Chandra langsung membuka mata begitu Jheni menyentuh kepalanya.

 

Jheni langsung menarik tangannya. “Mmh ... aku udah bikinin bubur dan sup hangat buat kamu. Makan dulu ya!” pintanya.

 

Chandra bangkit perlahan dan duduk di sofa. Ia meraih mangkuk sup buatan Jheni. “Makasih! Maaf, udah ngerepotin kamu.”

 

“Nggak papa. Oh ya, aku ke apotek dulu. Belikan obat buat kamu. Nggak papa kan aku tinggal sebentar?”

 

Chandra menganggukkan kepala.

 

Jheni tersenyum. Ia bergegas pergi ke salah satu apotek terdekat.

 

Beberapa menit kemudian, Jheni sudah kembali ke apartemen Chandra. Ia tersenyum senang karena Chandra sudah menghabiskan makanan yanh ia suguhkan.

 

“Ukur suhu tubuh kamu dulu!” pinta Jheni sambil menyodorkan thermometer ke hadapan Chandra. “Pindah ke kamar ya!” pinta Jheni.

 

Chandra menganggukkan kepala.

 

Jheni membantu Chandra untuk pindah ke kamarnya. Setelah mengukur suhu tubuh Chandra dan memberikan obat, ia meminta Chandra untuk beristirahat.

 

“Mau ke mana?” tanya Chandra saat Jheni bangkit dari tempat duduknya.

 

“Mau beresin dapur dulu. Tadi, belum aku beresin.”

 

“Oh.”

 

Jheny tersenyum dan melangkah menuju dapur. Ia membersihkan semua peralatan yang telah ia pakai untuk memasak.
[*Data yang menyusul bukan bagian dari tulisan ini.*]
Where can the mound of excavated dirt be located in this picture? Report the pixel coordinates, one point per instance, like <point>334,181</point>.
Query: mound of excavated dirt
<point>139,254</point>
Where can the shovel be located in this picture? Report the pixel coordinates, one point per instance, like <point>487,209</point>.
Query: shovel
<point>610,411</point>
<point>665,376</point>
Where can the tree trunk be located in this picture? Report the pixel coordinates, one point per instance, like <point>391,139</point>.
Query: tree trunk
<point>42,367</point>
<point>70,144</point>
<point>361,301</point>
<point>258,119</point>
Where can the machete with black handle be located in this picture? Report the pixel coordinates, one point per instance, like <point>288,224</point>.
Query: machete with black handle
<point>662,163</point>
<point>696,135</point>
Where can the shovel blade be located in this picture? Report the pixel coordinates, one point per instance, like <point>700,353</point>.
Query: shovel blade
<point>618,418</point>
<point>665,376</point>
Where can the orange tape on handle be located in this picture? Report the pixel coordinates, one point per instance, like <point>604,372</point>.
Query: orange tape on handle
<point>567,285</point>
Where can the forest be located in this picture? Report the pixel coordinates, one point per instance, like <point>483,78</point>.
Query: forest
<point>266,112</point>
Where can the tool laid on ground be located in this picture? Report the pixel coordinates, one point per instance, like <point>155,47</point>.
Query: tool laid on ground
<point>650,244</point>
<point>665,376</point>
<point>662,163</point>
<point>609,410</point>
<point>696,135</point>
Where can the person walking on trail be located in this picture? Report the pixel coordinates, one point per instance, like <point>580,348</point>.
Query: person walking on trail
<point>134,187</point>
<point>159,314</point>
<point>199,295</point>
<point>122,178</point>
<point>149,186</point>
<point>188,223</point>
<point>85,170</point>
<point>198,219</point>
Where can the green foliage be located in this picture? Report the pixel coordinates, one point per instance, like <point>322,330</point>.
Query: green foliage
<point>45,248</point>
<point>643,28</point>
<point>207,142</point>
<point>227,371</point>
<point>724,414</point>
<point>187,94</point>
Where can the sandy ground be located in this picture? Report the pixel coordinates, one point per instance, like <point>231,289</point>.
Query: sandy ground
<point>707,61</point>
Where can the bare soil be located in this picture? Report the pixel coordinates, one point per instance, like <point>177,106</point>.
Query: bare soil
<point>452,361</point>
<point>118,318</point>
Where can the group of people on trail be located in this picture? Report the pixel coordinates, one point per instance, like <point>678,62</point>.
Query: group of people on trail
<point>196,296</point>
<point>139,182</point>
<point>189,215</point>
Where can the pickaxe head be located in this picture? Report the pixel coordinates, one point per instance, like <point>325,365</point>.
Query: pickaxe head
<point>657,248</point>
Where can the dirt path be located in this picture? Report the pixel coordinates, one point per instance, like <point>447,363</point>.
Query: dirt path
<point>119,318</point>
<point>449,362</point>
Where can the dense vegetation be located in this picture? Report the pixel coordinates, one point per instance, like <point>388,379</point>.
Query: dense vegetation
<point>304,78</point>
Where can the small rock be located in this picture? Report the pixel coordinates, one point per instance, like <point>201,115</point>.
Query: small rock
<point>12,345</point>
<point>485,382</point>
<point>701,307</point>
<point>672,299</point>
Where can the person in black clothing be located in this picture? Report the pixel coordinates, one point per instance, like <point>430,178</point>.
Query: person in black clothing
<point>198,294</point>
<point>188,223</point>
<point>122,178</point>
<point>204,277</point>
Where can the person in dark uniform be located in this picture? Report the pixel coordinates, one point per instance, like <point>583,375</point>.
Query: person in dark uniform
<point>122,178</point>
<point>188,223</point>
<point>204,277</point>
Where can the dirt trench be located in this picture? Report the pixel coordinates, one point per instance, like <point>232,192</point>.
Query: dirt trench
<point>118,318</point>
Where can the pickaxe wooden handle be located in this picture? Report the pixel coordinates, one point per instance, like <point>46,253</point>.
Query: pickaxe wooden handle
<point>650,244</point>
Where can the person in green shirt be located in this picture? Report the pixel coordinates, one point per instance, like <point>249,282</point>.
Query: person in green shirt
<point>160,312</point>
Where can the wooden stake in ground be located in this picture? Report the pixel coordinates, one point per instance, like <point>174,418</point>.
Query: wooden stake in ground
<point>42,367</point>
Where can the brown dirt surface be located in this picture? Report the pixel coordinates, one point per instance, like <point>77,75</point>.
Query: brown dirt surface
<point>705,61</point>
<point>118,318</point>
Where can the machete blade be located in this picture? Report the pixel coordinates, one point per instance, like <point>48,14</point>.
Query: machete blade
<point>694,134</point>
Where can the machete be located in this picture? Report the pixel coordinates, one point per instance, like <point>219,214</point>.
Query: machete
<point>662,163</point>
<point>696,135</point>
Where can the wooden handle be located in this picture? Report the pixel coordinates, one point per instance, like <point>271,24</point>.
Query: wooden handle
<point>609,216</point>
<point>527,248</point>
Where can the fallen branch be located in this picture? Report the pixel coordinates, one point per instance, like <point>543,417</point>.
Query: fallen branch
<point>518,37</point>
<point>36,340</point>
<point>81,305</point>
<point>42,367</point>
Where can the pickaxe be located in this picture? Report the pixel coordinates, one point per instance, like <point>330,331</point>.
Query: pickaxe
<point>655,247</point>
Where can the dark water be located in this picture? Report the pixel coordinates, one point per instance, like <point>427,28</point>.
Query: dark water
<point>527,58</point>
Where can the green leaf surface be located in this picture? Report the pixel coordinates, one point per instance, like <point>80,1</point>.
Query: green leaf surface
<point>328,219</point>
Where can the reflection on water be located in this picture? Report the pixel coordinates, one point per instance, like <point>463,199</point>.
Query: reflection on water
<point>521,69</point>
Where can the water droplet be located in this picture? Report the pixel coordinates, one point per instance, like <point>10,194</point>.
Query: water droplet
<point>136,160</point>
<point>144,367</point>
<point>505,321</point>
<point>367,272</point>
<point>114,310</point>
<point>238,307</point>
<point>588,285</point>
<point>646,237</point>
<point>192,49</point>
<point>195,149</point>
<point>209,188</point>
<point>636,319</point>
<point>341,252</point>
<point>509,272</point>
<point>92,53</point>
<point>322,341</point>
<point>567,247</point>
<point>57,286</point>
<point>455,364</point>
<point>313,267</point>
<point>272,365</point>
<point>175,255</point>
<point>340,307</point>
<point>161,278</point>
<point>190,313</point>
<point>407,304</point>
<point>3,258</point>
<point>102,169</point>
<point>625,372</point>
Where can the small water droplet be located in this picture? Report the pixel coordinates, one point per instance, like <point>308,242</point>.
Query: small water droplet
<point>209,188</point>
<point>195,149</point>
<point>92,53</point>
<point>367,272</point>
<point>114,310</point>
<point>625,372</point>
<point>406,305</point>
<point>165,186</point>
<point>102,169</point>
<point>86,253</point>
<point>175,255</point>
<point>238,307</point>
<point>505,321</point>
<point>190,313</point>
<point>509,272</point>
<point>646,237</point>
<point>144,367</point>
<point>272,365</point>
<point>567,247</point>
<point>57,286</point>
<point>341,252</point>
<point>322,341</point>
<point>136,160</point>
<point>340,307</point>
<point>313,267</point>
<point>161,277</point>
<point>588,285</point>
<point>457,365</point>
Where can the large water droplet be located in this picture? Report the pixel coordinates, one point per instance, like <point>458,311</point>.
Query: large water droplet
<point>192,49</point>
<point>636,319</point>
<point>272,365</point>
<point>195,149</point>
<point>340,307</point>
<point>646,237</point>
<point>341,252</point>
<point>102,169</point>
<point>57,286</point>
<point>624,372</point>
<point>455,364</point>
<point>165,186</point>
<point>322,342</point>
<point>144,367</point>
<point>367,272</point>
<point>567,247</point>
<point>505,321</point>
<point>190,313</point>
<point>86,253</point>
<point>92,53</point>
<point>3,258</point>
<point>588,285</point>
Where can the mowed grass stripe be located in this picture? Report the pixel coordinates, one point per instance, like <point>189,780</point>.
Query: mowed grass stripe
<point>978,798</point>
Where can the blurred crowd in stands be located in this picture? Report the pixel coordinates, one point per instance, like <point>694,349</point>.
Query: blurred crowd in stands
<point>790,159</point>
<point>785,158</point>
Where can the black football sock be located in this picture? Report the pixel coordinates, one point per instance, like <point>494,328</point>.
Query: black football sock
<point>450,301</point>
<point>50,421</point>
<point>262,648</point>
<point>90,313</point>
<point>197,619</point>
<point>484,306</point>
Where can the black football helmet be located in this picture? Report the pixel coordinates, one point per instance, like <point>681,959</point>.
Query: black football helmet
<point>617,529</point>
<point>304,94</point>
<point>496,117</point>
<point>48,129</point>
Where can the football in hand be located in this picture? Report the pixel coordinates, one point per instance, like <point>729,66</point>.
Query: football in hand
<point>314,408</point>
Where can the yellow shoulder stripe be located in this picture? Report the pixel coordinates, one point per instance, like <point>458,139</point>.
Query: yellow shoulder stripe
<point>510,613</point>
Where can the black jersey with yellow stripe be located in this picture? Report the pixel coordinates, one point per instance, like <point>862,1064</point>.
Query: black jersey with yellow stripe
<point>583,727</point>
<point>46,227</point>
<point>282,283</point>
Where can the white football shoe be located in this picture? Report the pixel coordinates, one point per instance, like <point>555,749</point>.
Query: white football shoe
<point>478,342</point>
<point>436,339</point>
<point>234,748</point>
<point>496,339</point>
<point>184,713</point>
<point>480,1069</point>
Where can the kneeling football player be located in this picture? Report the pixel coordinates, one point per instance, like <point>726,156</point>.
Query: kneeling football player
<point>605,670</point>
Kemudian, ia kembali ke kamar Chandra untuk memeriksa suhu tubuhnya.

 

“Chan, apa kamu tinggal sendirian?”

 

Chandra menganggukkan kepala.

 

“Orang tua kamu ke mana?”

 

“Mereka tinggal di Amerika.”

 

“Kenapa nggak ikut tinggal sama mereka?”

 

“Ada kerjaan aku di sini.”

 

“Oh. Kamu nggak ambil pembantu?” tanya Jheni lagi.

 

Chandra menggelengkan kepala.

 

“Sebaiknya, kamu ambil pembantu. Jadi, kalau sakit kayak gini ada orang yang merawat kamu.”

 

Chandra tersenyum menatap Jheni. “Kenapa kamu mau ngerawat aku?”

 

“Eh!? Karena ... kita kan teman. Sudah seharusnya aku peduli sama kamu.”

 

“Apa kamu ... kayak gini juga sama semua cowok?”

 

Jheni menggelengkan kepala. “Sebaiknya, kamu istirahat dulu! Ini juga sudah malam.” Jheni bangkit dari duduknya.

 

“Kamu mau ke mana?”

 

“Mau pulang.”

 

“Temenin aku sebentar!” pinta Chandra sambil menahan lengan Jheni dan menatap gadis itu dengan tatapan sayu.

 

Jheni terdiam menatap Chandra. Ia tak tega meninggalkan Chandra seorang diri. Kemudian duduk kembali ke kursi.

 

“Oke. Aku tunggu kamu sampai kamu tidur,” tutur Jheni sambil tersenyum manis.

 

Chandra tersenyum menatap Jheni. Ia merasa sangat nyaman saat Jheni berada di dekatnya. Ia menutup matanya perlahan dan tidak melepaskan tangan Jheni. Malah memeluk lengan gadis itu ke dadanya.

 

Jheni tertegun. Jantungnya berdebar kencang saat tangan Chandra menggenggam erat tangannya dalam pelukan. “Oh, My God! Aku harus gimana?” batin Jheni berteriak. Ingin sekali melompat setinggi-tingginya untuk mengekspresikan kebahagiaannya. Namun, ia berusaha menahan diri dan hanya tersenyum menatap wajah Chandra.

 

Jheni menguap beberapa kali. Ia tidak bisa pergi karena tangan Chandra masih menggenggam tangannya. Ia menjatuhkan kepalanya ke kasur. Tepat di sisi wajah Chandra dan ikut terlarut dalam mimpi.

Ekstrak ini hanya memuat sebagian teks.